OpenSTAManager Error-Based SQL Injection Vulnerability in Scadenzario Module Bulk Operations

A critical error-based SQL injection vulnerability has been identified in OpenSTAManager versions prior to 2.9.8. The issue resides in the bulk operations handler of the Scadenzario (Payment Schedule) module. The vulnerability arises because the application does not properly validate the elements of the id_records array, allowing attackers to inject arbitrary SQL commands. This exploitation can lead to the extraction of sensitive data, such as user credentials and financial records, through XML error messages.

Impact

Exploitation of this vulnerability allows authenticated users with access to the Scadenzario module's bulk operations to inject SQL commands that could be executed by the database.
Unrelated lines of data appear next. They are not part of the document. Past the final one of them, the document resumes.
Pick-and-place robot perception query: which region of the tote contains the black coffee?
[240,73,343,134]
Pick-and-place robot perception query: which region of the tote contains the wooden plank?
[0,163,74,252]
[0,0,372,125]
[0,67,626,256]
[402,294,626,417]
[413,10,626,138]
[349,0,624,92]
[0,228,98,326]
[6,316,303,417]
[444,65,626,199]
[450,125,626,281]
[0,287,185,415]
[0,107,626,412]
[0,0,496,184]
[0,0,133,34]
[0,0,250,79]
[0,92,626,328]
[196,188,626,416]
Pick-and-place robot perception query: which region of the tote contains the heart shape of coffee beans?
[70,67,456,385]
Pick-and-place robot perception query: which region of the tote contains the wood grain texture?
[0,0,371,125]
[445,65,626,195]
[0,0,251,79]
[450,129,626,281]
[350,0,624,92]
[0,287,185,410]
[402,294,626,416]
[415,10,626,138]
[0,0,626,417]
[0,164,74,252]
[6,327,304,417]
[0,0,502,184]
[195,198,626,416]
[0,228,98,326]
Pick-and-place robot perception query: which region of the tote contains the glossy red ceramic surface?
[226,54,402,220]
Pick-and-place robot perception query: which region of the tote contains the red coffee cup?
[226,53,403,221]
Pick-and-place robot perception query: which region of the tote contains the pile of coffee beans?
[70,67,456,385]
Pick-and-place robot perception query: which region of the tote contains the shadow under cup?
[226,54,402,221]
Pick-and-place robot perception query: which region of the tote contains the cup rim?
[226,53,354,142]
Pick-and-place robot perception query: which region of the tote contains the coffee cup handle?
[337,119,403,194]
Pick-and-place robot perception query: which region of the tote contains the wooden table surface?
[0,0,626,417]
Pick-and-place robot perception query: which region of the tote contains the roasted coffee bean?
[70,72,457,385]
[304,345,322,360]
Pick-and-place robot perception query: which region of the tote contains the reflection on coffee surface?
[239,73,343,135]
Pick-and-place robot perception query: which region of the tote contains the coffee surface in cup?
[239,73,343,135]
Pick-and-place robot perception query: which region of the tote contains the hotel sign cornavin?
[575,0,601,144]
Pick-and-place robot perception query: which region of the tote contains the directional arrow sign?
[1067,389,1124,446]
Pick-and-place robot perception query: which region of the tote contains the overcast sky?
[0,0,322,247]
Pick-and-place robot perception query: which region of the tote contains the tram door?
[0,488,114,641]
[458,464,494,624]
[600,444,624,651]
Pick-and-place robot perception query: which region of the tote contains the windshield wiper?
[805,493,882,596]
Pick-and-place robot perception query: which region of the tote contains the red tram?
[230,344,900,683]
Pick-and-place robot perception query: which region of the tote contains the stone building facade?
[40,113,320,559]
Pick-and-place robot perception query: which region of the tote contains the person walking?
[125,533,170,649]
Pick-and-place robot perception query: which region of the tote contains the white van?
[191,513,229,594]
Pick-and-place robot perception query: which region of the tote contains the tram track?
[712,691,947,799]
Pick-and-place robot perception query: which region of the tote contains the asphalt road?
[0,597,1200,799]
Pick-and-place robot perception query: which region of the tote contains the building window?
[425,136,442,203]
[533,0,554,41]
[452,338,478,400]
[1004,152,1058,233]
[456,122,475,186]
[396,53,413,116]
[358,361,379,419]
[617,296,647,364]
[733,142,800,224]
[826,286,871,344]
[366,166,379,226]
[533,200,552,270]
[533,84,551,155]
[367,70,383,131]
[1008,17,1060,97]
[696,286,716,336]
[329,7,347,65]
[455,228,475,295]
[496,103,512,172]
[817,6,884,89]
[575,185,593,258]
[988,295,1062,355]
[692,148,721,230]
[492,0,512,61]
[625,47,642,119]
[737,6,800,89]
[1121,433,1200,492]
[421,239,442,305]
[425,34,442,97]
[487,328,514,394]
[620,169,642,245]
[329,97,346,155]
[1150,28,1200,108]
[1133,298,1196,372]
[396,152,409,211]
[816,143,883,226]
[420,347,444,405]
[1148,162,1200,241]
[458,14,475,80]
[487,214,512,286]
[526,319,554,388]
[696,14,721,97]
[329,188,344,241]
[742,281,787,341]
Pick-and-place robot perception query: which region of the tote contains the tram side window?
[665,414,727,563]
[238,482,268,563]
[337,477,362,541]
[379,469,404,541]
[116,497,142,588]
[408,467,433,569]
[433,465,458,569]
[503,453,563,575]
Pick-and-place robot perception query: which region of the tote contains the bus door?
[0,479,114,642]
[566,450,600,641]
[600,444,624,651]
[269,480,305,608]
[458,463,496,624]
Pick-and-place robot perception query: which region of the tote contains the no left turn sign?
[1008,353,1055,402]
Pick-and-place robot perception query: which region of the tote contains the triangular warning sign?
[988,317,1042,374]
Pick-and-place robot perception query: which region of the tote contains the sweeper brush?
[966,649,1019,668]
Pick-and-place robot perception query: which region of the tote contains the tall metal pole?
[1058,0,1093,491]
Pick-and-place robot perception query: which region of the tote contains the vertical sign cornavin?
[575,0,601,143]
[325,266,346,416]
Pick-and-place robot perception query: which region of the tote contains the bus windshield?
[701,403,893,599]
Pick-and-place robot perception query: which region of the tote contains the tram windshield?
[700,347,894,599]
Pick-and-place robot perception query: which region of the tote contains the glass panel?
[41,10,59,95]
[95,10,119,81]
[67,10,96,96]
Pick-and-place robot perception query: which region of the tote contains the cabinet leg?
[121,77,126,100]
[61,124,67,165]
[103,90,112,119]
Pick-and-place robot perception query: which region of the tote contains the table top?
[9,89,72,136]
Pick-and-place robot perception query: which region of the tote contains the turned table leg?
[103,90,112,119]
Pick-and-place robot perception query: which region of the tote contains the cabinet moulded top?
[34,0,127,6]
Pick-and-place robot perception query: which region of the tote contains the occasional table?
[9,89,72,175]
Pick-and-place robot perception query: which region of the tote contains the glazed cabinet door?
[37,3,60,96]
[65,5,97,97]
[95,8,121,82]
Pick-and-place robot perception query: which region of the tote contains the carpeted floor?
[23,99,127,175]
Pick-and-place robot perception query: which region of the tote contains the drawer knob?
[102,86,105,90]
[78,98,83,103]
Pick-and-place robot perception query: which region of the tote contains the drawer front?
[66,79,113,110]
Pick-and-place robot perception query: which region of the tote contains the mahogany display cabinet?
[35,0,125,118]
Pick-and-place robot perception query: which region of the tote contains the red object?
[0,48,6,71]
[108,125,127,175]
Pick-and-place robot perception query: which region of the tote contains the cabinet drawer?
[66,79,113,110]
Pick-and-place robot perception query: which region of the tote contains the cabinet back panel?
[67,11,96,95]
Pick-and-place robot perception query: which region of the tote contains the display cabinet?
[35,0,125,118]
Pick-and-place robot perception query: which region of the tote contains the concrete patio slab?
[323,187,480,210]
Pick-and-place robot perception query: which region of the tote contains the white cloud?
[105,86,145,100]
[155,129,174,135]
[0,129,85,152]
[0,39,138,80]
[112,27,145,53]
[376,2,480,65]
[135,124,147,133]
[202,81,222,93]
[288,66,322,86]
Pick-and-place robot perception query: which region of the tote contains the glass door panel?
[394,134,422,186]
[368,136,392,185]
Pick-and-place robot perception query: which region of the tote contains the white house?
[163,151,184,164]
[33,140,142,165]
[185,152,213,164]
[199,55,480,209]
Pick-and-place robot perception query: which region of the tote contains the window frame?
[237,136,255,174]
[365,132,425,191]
This could result in unauthorized data access, including extraction of database contents like user credentials and financial records, potentially leading to further exploitation or privacy violations.

Reproduction

To reproduce this vulnerability, an authenticated user must send a POST request to '/actions.php' with the 'id_records[]' parameter containing a crafted SQL injection payload. The injection takes place in the 'id_module=18' context, which corresponds to the Scadenzario module. The absence of proper input validation allows the injected SQL to be executed, exploiting the application’s error handling to extract sensitive information from the database.

Remediation

The vulnerability can be addressed by implementing proper validation of the 'id_records' array to ensure that all elements are integers before they are used in the SQL IN() clause. This can be done by applying a type validation that filters the array to include only positive integer values.